I think I said this in reference to not having a bedtime at all. I
meant I needed to know after a certain time, I'd be able to have
some quiet time for me after being fully available to them all day.

I did talk to the kids and they do want to leave before the year is
out. My oldest said he wants to stay in until Easter vacation and
will not go back after that, and my dd wants to stay for a special
celebration her class is having and then that will be it for her.
Which is fine with me, it gives me enough time to get the paperwork
together for the school district.

Thanks for the input, I'm sorry it takes so long for me to answer.
I don't get on as much as I'd like...

Jill

Barbara Chase

>I did talk to the kids

hurray!

>and they do want to leave before the year is out.

cool, now it's not a guess anymore.

>My oldest said he wants to stay in until Easter vacation and
>will not go back after that, and my dd wants to stay for a special
>celebration her class is having and then that will be it for her.
>Which is fine with me, it gives me enough time to get the paperwork
>together for the school district.

Isn't it amazing how it can work out; your kids have reasons why they want
to stay just a little longer and that helps you with the extra time you
need!
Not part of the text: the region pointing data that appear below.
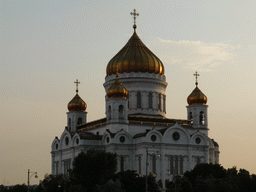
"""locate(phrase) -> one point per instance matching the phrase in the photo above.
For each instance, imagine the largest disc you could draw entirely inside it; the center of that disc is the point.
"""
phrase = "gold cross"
(77, 82)
(197, 75)
(134, 15)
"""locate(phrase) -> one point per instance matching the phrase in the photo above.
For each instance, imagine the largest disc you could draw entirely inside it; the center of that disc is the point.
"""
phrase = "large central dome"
(135, 57)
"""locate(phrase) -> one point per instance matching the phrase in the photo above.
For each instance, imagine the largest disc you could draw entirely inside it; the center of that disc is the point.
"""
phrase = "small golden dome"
(135, 57)
(77, 103)
(197, 97)
(117, 90)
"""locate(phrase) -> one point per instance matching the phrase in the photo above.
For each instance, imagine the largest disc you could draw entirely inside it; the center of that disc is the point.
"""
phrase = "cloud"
(196, 55)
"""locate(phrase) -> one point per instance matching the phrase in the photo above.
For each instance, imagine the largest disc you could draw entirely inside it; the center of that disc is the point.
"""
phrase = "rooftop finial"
(196, 75)
(134, 14)
(117, 72)
(77, 82)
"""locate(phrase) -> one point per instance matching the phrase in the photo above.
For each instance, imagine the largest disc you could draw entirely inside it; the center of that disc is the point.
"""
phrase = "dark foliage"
(213, 178)
(131, 182)
(93, 168)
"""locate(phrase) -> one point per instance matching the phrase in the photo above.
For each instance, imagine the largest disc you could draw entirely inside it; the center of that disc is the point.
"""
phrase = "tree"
(55, 183)
(110, 186)
(205, 170)
(93, 168)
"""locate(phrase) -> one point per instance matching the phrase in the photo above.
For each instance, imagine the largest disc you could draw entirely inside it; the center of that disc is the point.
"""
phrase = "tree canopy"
(93, 168)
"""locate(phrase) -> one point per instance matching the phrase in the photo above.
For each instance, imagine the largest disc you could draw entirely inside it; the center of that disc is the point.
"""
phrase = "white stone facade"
(132, 131)
(136, 128)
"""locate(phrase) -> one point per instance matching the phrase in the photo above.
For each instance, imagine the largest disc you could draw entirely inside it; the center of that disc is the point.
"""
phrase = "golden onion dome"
(135, 57)
(77, 103)
(117, 90)
(197, 97)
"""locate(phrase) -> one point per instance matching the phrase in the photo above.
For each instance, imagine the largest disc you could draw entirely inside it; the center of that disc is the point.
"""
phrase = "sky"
(47, 45)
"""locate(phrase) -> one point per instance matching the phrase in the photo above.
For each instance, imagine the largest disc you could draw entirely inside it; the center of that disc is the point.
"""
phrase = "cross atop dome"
(134, 14)
(196, 75)
(77, 82)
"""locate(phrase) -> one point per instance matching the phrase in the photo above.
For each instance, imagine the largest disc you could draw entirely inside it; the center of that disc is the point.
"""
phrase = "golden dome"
(117, 90)
(77, 103)
(197, 97)
(135, 57)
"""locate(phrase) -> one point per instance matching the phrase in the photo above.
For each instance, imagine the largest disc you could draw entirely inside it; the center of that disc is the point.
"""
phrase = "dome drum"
(77, 104)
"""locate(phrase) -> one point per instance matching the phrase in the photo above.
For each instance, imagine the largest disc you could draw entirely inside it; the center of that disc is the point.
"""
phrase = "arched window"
(79, 121)
(171, 165)
(121, 112)
(69, 123)
(181, 165)
(176, 165)
(159, 101)
(128, 103)
(138, 100)
(201, 118)
(109, 112)
(122, 164)
(139, 164)
(164, 105)
(198, 160)
(191, 117)
(150, 100)
(154, 164)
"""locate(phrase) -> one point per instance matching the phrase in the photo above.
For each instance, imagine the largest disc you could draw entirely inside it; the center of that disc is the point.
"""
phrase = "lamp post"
(29, 176)
(147, 168)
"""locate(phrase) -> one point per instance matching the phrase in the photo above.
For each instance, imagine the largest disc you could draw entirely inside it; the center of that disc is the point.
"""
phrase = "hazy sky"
(47, 45)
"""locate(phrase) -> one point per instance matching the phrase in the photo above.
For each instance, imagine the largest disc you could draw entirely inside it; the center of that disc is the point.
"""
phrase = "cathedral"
(135, 126)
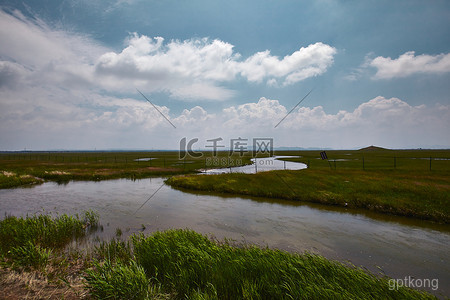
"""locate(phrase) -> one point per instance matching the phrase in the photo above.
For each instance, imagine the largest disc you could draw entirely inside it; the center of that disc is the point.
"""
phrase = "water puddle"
(398, 246)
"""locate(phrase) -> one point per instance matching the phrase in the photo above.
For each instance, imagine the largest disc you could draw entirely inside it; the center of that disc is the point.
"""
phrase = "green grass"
(179, 264)
(182, 264)
(29, 241)
(23, 168)
(414, 194)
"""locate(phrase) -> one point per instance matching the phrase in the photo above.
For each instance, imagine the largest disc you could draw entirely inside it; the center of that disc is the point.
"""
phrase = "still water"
(397, 246)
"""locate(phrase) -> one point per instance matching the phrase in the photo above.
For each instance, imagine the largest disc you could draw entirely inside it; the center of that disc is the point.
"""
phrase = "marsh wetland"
(384, 244)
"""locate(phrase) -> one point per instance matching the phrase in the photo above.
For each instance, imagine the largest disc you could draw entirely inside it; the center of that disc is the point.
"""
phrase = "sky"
(71, 73)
Congratulations!


Mahalo,
Barbara

[Non-text portions of this message have been removed]

[email protected]

<< They are like that whenever we get ready, especially my oldest. He

lolligags arounds, and gets distracted very easily, even getting

ready for places he wants to go (friends houses, playing in the

snow, etc.) It's worse for school because its every morning and

theres a time issue. >>

It can help if parents avoid really negative terminology like "lolligags."
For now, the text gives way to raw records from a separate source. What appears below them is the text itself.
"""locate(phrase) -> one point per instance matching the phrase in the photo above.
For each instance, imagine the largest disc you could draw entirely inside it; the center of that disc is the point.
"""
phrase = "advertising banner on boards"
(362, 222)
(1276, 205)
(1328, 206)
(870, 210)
It's not good, "lolligagging." It doesn't even SOUND good.

Maybe he just doesn't really want to play in the snow or go to a friend's
house. Maybe he just needs more help. Some parents expect too much of children.
They think that if a child can tie his own shoes the mom should never help
him again, or once the child can sound out some words the mom doesn't need to
read aloud to him anymore.

HELP children get out of the house, and not only will they get out more
easily, but they will have had a shared time in which their mother was being kind
and generous with them. I still help my teenaged boys get out of the house
sometimes, and they're competent enough to get themselves up and out on time
even if I'm not here. But if I'm up and they're needing to get up and go, I will
offer breakfast, make sure they have clean socks, remind them of things they
might have wanted to take or do, help them review the day (as in "are you
coming right back after, or stopping somewhere else?" or "don't forget to call
Ryan" or "Did you ask for that weekend off for the trip to Arizona?" or
whatever).

-=-I think I said this in reference to not having a bedtime at all. I

meant I needed to know after a certain time, I'd be able to have

some quiet time for me after being fully available to them all day. -=-

If you look at it as what you need instead of what will help them learn about
themselves and their bodies' signals and needs in the longrun, that's find.
The vast majority of people do that. But if you want to see things in terms
of principles and of children's needs, there are other ways to see.

But all in all, your kids are in school and so most of what we're saying
won't apply or can't be seen until you're really unschooling.